Die Angaben, welche dieses Instrument nun liefert, werden um so genauer sein, je
empfindlicher dieses Galvanometer ist. Da aber das Arbeiten mit feinen Galvanometern
am Bord eines Schiffes eine sehr mißliche Sache ist und einen geübten Experimentator
erfordert, so wird wohl diesem Umstande es zuzuschreiben sein, daß das Siemens'sche Instrument so wenig Eingang gefunden
hat.
Dagegen verbindet das kürzlich in Poggendorff's Annalen,
1874, Bd. CLI S. 639 beschriebene Galvanometer von Siemens, welches ein verbessertes Lippmann'sches CapillargalvanometerPoggendorff's Annalen, Bd. CXLIX S. 546. repräsentirt, außerordentliche Empfindlichkeit mit leichter Handhabung. Das
Princip dieses Instrumentes ist folgendes: Bekanntlich bewegen sich Tropfen von
Flüssigkeiten in conischen engen Röhren durch die Verschiedenheit der
Oberflächenspannung der beiden verschieden gekrümmten Endflächen und zwar nach dem
engen Ende der Röhre zu, wenn die Flüssigkeit das Material der Röhre benetzt, nach
dem weiten Ende der Röhre, wenn die Flüssigkeit nicht benetzend ist. (Man sehe Wüllner's Lehrbuch der Experimentalphysik Bd. I S. 230,
zweite unveränderte Ausgabe). Dieselbe Bewegung tritt auch in cylindrischen
capillaren Röhren ein, wenn durch irgend eine Ursache die Adhäsionsverhältnisse an
beiden Enden des Tropfens andere werden, so die beiden Endflächen des Tropfens
verschiedene Krümmung erhalten und dadurch eine Verschiedenheit der
Oberflächenspannung bewirkt wird.

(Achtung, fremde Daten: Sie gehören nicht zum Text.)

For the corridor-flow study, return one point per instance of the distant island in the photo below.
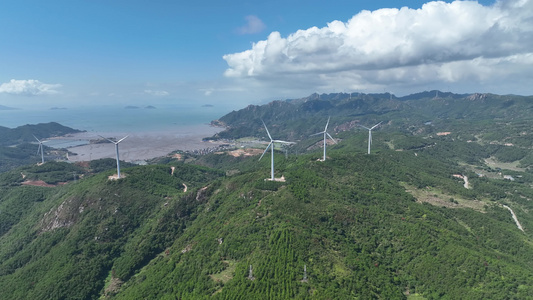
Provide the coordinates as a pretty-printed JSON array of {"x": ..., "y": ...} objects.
[{"x": 2, "y": 107}]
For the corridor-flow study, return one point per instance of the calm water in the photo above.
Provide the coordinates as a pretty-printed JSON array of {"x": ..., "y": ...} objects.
[{"x": 116, "y": 118}]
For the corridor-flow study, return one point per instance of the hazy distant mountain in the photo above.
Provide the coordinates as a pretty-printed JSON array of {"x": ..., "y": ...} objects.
[{"x": 2, "y": 107}]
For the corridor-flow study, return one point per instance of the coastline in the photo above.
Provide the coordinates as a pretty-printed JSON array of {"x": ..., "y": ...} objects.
[{"x": 140, "y": 146}]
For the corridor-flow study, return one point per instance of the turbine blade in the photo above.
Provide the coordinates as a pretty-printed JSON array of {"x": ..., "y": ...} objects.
[
  {"x": 376, "y": 125},
  {"x": 122, "y": 139},
  {"x": 107, "y": 139},
  {"x": 284, "y": 142},
  {"x": 266, "y": 149},
  {"x": 267, "y": 130},
  {"x": 331, "y": 138}
]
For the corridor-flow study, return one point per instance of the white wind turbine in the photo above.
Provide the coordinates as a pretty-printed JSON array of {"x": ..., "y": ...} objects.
[
  {"x": 326, "y": 135},
  {"x": 271, "y": 146},
  {"x": 40, "y": 148},
  {"x": 370, "y": 134},
  {"x": 116, "y": 150}
]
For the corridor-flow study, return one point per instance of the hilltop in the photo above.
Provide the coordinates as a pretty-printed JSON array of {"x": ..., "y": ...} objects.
[{"x": 425, "y": 216}]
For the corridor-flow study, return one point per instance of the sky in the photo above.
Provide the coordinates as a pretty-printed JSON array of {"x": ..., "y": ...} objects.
[{"x": 235, "y": 53}]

Darauf gründet sich nun das Siemens'sche Instrument, welches ich in Figur 24 angedeutet
habe.
Zwei weite Glasröhren sind verbunden durch eine horizontale capillare Röhre AA', welche nach Siemens' Angaben 0,5 Millimeter lichten Durchmesser bekommt. Die weiten
Röhren sind zusammengebogen, um das Instrument gegen den Einfluß von
Schiffsschwankungen möglichst unempfindlich zu machen. Das ganze Röhrensystem
enthält Quecksilber bis auf das Stück BB' in der
Capillaren, wo sich ein Tropfen verdünnter Schwefelsäure befindet. Die Zuleitung und
Ableitung des Stromes wird durch die Drähte C und D bewirkt. Wenn der Strom dann in der Richtung BB' durch die Schwefelsäure geht, wird eine
Wasserzersetzung stattfinden; es wird sich bei B
Sauerstoff, bei B' Wasserstoff ausscheiden. Dadurch wird
das Quecksilber bei B sich oxydiren, es wird eine
Verringerung der convexen Gestalt des Quecksilbers durch die vermehrte Adhäsion
hervorgebracht werden, während bei B' die reducirende
Wirkung des Wasserstoffes eine stark convexe Quecksilberkuppe erzeugt. Demnach wird
auch bei B die Oberfläche der Schwefelsäure sich mehr
eben, bei B' dagegen sehr concav gestalten; der
Oberflächendruck ist folglich bei B größer als bei B', und es muß eine Bewegung von B nach B' also eine
Verschiebung des Schwefelsäuretropfens in der Richtung des Stromes
eintreten.
Zu bemerken ist, daß das Instrument nur bei großen elektromotorischen Kräften und
großen Widerständen gebraucht werden kann. Der Faden geht nur sehr langsam zurück, kann aber sofort an
seinen Ort wieder gebracht werden, wenn man denselben Strom in entgegengesetzter
Richtung durchsendet oder einen Condensator einschaltet. –
Handelt es sich nur um Bestimmung der Temperatur der Meerestiefen, so wird jedenfalls
das Siemens'sche Instrument am meisten den Vorzug
verdienen, da man im Stande ist, bei einer einzigen Einsenkung der Sonde soviel
Temperaturbestimmungen zu machen, als man nur wünscht. Bei Benützung des
Capillargalvanometers wird das Instrument sehr vereinfacht und kann auch weniger
Geübten in die Hand gegeben werden. Ferner wird es sich empfehlen, den Apparat zur
Ausgleichung der Widerstände in den beiden Stromzweigen, der jetzt in einer
Widerstandsrolle gleich der in das Meer gesenkten besteht, durch eine
Widerstandssäule zu ersetzen. Bei allen diesen Messungen sind nun aber die
Bestimmungen der Tiefen äußerst unsicher und es wird so durchaus nöthig sein mit dem
Thermometer zugleich ein Instrument zur Bestimmung der Tiefe einzusenken. Die
Sondenleine selbst ist wegen der Strömungen unbrauchbar. Die Bestimmung des Druckes
durch Zusammendrückbarkeit des Wassers, hat den Uebelstand, daß die Function der
Zusammendrückbarkeit noch nicht ermittelt ist, daß die Temperatur auf diese
Instrumente einen kolossalen Einfluß ausüben muß, und ferner kann man nur die
Maximaltiefe mittels derselben bestimmen. Die Bathometer, welche das Maximum der
Tiefe durch Compression von Luft angeben, leiden an noch größeren Uebelständen.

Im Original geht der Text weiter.